Effect of Al2O3 and MoO3 doping of Co3O4 solid on its surface and catalytic properties

Pure and doped Co3O4 samples were prepared by thermal decomposition at 500-1000 degrees C of pure basic cobalt carbonate and of the basic carbonate treated with aluminium nitrate and ammonium molybdate. The amounts of dopants added were varied within the range 0.75-6 mol% Al2O3 and 0.025-6 mol% MoO3. The influence of this treatment on the specific surface areas and catalytic activities of the Co3O4 solids was investigated using nitrogen absorption at -196 degrees C and studies of the decomposition of H2O2 at 30-50 degrees C. The results obtained revealed that doping of cobaltic oxide solids with either Al2O3 or MoO3, followed by calcination at 500 degrees C and 700 degrees C. resulted in a progressive increase in the BET surface areas. This increase was, however, more pronounced in the case of MoO3 doping. Calcination of the doped solids at 900 degrees C led to an increase in the BET surface areas of the Al2O3-treated solids and to a small decrease in the specific surface areas of the MoO3-doped samples.

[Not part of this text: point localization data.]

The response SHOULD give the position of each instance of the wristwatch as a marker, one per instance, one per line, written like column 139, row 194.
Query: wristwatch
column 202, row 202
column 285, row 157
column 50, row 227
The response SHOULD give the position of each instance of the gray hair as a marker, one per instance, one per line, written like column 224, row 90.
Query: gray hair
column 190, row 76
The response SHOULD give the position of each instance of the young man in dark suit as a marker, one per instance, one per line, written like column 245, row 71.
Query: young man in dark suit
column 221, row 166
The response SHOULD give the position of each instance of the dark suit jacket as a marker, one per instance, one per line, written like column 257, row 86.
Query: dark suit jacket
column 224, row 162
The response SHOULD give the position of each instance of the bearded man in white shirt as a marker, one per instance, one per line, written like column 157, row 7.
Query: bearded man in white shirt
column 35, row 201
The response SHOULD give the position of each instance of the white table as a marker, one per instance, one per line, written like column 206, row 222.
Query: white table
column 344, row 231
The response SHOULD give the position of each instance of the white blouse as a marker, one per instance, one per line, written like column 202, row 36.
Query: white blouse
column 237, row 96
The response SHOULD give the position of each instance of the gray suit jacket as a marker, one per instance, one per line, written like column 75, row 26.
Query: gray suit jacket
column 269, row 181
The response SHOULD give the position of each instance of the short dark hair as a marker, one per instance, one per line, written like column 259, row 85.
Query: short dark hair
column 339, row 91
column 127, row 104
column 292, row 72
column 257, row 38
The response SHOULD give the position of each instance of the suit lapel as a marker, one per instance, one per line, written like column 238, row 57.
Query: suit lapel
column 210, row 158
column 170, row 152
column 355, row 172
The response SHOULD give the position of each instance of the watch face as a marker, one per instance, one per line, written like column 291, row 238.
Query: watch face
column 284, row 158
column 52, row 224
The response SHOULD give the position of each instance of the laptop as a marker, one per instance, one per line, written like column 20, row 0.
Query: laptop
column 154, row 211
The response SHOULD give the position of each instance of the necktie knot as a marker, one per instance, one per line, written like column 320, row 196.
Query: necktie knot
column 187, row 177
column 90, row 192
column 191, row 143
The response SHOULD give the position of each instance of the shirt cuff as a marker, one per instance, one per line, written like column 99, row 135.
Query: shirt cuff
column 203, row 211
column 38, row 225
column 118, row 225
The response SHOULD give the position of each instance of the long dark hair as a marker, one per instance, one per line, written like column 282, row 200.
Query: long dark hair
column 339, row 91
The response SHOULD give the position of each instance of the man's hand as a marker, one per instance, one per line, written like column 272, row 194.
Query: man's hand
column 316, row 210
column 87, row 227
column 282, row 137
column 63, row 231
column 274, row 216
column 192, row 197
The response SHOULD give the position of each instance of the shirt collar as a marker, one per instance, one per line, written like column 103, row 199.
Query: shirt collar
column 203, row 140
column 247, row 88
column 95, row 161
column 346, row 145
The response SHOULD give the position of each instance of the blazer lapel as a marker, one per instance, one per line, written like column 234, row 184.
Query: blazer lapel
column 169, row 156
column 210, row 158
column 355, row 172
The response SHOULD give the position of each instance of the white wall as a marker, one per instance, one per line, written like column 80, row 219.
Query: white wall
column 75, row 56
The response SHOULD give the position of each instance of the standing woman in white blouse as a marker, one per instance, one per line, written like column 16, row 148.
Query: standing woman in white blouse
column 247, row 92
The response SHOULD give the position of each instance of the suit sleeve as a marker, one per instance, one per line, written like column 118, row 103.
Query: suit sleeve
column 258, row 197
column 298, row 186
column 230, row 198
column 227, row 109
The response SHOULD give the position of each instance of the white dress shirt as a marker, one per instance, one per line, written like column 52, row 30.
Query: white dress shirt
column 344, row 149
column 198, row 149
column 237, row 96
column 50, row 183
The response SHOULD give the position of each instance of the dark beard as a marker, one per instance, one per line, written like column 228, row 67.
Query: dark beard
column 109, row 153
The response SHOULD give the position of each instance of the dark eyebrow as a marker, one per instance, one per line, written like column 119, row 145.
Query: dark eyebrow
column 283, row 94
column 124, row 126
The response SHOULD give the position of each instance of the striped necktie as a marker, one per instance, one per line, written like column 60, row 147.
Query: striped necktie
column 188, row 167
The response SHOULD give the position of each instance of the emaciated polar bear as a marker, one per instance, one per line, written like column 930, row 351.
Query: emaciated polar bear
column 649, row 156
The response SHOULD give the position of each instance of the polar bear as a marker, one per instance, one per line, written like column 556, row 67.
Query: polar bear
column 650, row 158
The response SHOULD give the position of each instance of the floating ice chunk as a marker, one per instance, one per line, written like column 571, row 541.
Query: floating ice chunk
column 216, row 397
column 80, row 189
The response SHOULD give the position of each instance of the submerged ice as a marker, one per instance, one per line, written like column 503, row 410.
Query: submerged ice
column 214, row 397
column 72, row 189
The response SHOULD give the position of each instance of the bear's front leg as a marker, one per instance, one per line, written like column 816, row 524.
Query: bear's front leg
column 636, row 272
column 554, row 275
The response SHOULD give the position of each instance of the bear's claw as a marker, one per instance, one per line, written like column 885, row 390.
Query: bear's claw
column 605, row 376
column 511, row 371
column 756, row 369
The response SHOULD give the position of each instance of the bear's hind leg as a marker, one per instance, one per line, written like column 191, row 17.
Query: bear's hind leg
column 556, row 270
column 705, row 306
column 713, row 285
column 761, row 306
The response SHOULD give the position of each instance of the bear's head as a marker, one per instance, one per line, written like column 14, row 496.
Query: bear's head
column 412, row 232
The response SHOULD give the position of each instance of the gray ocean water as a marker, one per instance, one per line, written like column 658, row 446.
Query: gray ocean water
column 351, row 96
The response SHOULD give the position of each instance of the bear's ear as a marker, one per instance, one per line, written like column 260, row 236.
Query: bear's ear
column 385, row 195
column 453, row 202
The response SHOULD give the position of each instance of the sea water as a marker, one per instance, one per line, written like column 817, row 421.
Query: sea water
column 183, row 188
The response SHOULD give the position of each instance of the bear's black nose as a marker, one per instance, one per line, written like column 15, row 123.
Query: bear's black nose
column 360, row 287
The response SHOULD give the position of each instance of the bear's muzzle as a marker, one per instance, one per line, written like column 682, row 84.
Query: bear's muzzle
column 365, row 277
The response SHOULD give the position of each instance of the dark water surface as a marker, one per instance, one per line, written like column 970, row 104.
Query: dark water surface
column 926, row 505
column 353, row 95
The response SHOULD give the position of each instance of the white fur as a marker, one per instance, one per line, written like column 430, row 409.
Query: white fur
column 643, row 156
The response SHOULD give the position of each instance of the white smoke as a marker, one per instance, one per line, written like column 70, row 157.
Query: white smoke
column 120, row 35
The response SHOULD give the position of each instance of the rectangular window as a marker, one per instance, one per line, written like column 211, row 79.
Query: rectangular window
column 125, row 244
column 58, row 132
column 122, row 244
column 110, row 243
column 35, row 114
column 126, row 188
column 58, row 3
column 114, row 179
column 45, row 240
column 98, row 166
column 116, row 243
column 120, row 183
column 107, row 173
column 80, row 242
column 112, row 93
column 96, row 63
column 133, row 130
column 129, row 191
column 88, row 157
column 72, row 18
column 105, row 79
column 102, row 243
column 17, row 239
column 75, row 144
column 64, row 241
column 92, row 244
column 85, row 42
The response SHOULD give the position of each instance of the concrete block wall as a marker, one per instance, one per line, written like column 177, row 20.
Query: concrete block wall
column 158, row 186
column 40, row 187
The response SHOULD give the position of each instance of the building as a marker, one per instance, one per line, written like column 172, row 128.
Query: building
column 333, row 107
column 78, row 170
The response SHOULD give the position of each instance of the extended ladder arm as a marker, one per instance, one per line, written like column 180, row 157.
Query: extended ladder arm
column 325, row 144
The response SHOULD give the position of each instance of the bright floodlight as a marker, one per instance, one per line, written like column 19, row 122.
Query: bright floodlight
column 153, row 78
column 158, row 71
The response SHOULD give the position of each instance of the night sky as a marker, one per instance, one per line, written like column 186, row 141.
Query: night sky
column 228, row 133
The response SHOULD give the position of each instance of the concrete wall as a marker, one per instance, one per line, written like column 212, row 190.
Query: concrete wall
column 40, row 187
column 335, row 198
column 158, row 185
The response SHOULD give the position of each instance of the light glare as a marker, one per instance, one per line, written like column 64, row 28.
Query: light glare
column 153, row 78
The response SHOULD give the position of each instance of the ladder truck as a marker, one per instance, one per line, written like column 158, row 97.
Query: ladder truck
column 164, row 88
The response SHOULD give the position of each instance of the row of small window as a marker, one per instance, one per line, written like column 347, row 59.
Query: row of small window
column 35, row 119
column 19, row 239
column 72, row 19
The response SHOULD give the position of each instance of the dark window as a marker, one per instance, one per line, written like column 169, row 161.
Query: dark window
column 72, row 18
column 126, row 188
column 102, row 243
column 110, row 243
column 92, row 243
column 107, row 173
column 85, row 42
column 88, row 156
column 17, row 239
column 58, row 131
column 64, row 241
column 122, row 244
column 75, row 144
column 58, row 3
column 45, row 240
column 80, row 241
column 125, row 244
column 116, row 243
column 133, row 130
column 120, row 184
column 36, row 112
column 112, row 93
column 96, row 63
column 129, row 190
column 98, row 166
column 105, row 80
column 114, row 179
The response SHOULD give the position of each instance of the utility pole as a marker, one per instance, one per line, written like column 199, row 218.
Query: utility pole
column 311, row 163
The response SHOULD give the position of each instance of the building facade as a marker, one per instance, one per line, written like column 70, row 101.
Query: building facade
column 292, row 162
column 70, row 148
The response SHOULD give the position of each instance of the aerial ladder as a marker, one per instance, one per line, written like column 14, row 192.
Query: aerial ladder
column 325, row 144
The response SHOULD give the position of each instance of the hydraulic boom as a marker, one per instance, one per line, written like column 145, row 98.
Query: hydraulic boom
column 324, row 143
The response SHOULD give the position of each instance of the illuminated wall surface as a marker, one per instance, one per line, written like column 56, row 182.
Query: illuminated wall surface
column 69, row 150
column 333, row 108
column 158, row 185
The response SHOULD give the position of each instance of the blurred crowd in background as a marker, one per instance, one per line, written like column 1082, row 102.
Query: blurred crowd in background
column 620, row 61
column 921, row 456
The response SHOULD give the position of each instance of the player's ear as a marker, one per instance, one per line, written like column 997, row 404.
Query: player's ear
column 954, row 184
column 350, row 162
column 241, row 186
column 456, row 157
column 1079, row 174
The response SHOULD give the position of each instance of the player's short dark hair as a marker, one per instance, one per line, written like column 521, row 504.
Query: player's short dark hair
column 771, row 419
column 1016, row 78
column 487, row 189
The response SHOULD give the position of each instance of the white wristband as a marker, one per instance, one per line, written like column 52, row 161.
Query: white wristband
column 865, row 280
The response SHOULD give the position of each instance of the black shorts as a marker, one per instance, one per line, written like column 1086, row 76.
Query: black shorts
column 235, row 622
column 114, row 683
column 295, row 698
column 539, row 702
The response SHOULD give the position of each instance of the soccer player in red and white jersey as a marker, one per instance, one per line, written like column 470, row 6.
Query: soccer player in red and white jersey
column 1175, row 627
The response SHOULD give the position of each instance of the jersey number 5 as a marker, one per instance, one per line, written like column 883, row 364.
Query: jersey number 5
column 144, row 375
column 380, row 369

Calcination of the variously doped solids at 500-900 degrees C brought about a decrease in their catalytic activity to an extent proportional to the amount of dopant added. Thus, treatment of Co3O4 solids with 6 mol% Al2O3 followed by calcination at 500 degrees C, 700 degrees C and 900 degrees C effected a decrease of 36.9, 42.8 and 67.5% in their activities (expressed as reaction rate constant per unit area) measured at 30 degrees C. The decrease in the catalytic activity of Co3O4 solids due to MoO3 doping was greater than that effected by Al2O3 doping. The doping process did not change the mechanism of the catalytic reaction but effectively decreased the concentration of CO3+-CO2+ ion pairs acting as the active sites involved in the catalytic process.